Well+Being Blog > Fitness
Do Helmets Discourage Us From Biking?
An ongoing debate questions the validity of helmet promotion for health and safety.
Back in May, we reported about a study’s findings that only one in five Capital Bikeshare cyclists wears a helmet. Somewhat surprisingly, readers’ reactions to the story were strong and swift.
“Sorry, but this is bull-crap,” one commenter wrote. “Most riders are certainly not risking their lives by not wearing a helmet.”
“Personally, I think that they’re all but useless for competent cyclists,” wrote another.

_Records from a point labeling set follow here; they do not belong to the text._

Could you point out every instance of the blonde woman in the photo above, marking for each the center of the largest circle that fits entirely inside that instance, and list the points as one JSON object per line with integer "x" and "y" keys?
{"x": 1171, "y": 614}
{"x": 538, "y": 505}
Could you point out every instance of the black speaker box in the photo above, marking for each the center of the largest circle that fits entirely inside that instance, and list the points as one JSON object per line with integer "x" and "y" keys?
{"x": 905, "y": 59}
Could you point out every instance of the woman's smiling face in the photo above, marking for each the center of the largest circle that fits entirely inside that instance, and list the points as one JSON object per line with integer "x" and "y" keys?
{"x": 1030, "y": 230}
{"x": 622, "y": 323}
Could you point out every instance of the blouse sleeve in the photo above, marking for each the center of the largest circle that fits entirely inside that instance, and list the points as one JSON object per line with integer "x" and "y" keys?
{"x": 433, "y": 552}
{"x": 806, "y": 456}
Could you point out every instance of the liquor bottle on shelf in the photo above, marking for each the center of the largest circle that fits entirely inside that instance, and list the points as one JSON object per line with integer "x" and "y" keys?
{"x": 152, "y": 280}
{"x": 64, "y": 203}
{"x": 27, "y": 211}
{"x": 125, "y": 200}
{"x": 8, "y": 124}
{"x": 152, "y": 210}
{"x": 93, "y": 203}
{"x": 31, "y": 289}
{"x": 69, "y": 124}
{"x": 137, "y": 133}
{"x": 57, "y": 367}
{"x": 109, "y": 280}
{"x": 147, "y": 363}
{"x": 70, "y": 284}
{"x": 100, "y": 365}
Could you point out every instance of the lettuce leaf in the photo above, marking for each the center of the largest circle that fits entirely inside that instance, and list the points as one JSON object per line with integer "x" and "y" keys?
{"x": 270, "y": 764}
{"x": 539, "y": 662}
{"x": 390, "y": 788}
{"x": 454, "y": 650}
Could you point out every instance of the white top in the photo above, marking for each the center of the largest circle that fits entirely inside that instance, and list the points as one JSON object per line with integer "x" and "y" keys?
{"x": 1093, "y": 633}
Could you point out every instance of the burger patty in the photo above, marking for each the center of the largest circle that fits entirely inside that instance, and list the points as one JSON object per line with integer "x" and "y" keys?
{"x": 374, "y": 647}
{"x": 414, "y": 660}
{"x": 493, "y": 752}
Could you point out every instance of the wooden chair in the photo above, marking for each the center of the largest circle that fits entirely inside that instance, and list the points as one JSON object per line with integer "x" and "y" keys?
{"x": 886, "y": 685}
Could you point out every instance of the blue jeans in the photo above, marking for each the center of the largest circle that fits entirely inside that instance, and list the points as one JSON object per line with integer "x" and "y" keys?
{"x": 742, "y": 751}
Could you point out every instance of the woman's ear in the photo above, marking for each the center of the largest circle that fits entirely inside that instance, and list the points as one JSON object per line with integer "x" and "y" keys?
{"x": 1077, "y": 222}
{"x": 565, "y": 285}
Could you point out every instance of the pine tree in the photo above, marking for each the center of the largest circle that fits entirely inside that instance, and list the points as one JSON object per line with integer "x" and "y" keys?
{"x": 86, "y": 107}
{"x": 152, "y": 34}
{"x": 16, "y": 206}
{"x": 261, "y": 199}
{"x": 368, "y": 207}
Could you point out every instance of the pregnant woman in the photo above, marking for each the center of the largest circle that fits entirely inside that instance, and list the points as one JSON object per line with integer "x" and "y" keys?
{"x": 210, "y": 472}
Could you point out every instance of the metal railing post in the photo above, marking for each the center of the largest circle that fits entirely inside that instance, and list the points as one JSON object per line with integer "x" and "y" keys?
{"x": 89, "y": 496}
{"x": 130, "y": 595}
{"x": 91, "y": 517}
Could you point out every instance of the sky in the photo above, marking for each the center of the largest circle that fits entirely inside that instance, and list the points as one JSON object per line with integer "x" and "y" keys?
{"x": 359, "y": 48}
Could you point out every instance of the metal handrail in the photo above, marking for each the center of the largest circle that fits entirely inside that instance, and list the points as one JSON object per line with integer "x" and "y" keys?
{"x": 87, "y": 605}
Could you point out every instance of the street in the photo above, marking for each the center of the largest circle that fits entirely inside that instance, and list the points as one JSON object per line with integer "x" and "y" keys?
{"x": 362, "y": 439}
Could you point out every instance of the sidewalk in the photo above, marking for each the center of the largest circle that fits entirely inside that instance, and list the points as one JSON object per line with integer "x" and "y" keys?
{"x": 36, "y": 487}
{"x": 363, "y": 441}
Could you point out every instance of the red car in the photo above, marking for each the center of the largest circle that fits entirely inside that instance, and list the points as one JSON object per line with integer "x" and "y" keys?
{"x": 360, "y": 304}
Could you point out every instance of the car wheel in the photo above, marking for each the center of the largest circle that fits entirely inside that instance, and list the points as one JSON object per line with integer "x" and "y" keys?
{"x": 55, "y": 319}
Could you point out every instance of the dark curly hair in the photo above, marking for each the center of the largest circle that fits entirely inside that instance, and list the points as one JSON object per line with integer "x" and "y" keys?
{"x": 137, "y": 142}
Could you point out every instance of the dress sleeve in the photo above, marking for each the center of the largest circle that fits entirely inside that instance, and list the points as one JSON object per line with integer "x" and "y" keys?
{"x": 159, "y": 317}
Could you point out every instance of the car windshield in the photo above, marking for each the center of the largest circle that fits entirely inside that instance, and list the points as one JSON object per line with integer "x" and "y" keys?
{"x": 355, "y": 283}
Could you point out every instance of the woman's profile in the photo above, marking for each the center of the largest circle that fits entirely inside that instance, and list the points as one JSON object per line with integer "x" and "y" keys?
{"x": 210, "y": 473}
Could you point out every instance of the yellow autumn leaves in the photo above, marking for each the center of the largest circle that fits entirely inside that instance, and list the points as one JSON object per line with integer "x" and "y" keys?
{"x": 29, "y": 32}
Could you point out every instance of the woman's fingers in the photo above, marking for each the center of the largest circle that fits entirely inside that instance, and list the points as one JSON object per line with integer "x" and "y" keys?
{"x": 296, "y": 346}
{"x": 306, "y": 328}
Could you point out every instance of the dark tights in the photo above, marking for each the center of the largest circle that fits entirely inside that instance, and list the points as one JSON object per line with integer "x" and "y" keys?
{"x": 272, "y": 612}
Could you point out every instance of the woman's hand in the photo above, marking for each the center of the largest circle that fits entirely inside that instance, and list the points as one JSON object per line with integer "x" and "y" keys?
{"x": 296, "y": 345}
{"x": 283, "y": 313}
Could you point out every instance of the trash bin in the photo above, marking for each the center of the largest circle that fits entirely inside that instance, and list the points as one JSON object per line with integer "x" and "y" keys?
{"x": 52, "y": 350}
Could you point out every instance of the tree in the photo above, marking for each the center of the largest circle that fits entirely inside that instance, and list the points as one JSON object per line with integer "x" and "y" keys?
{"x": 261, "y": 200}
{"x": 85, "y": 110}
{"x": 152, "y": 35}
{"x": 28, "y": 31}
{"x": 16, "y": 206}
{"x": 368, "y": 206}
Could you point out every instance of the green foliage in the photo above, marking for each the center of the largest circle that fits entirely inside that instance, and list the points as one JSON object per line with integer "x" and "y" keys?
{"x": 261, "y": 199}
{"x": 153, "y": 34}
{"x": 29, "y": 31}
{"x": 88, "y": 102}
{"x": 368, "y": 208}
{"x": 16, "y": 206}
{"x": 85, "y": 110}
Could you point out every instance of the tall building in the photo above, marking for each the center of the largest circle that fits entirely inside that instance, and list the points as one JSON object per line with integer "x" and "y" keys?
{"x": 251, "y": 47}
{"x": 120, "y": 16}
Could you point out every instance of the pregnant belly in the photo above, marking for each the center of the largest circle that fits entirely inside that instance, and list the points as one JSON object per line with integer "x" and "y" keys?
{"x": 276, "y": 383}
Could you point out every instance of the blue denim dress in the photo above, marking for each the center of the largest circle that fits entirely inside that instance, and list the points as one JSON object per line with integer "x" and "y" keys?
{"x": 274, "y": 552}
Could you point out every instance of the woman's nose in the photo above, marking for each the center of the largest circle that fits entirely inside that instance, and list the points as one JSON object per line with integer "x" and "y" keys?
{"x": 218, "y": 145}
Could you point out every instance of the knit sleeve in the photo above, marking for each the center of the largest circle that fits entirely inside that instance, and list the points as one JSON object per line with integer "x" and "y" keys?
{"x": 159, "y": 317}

There were a few more readers who expressed their distaste for helmet use while cycling, with some even arguing for pedestrian helmet use instead. As it turns out, they aren’t alone.
An op-ed by Elisabeth Rosenthal published in the New York Times this Sunday delved into the helmets-and-cycling debate, arguing that helmet promotion actually discourages people from biking. “That means more obesity, heart disease, and diabetes. And—Catch 22—a result is fewer ordinary cyclists on the road, which makes it harder to develop a safe bicycling network,” she wrote.
Another commenter to our May article made the same argument: “Helmets don’t offer that much protection in a high-speed collision with a car. Properly designed infrastructure and safe practices (by cyclists, pedestrians, and car drivers) are more important.”
Rosenthal pointed to safe and bike-friendly cities Amsterdam and Copenhagen, where adult cyclists are plentiful and helmets are pretty much nonexistent.
Others argue that the relatively low number of bicycle fatalities compared with pedestrian deaths per year show that if cyclists have to wear helmets, then there should be laws requiring motorists and pedestrians to do the same. Less than 2 percent of motor vehicle crash deaths are bicyclists, according to 2010 data from the Insurance Institute for Highway Safety; pedestrian deaths, on the other hand, make up 13 percent. However, of the 2 percent of bicyclists killed that year, 70 percent of them were not wearing helmets. In addition, 71 percent of the bicyclists were killed in urban areas.
Still, while helmet use is strongly encouraged by organizations such as Capital Bikeshare and Washington Area Bicyclist Association, by law only teenagers are required to wear them in DC, Maryland, and Virginia.
So once again, we’re turning to you, readers. Do you wear a helmet when you ride a bike? Or does helmet use discourage you from riding one? Let us know your thoughts in the comments section.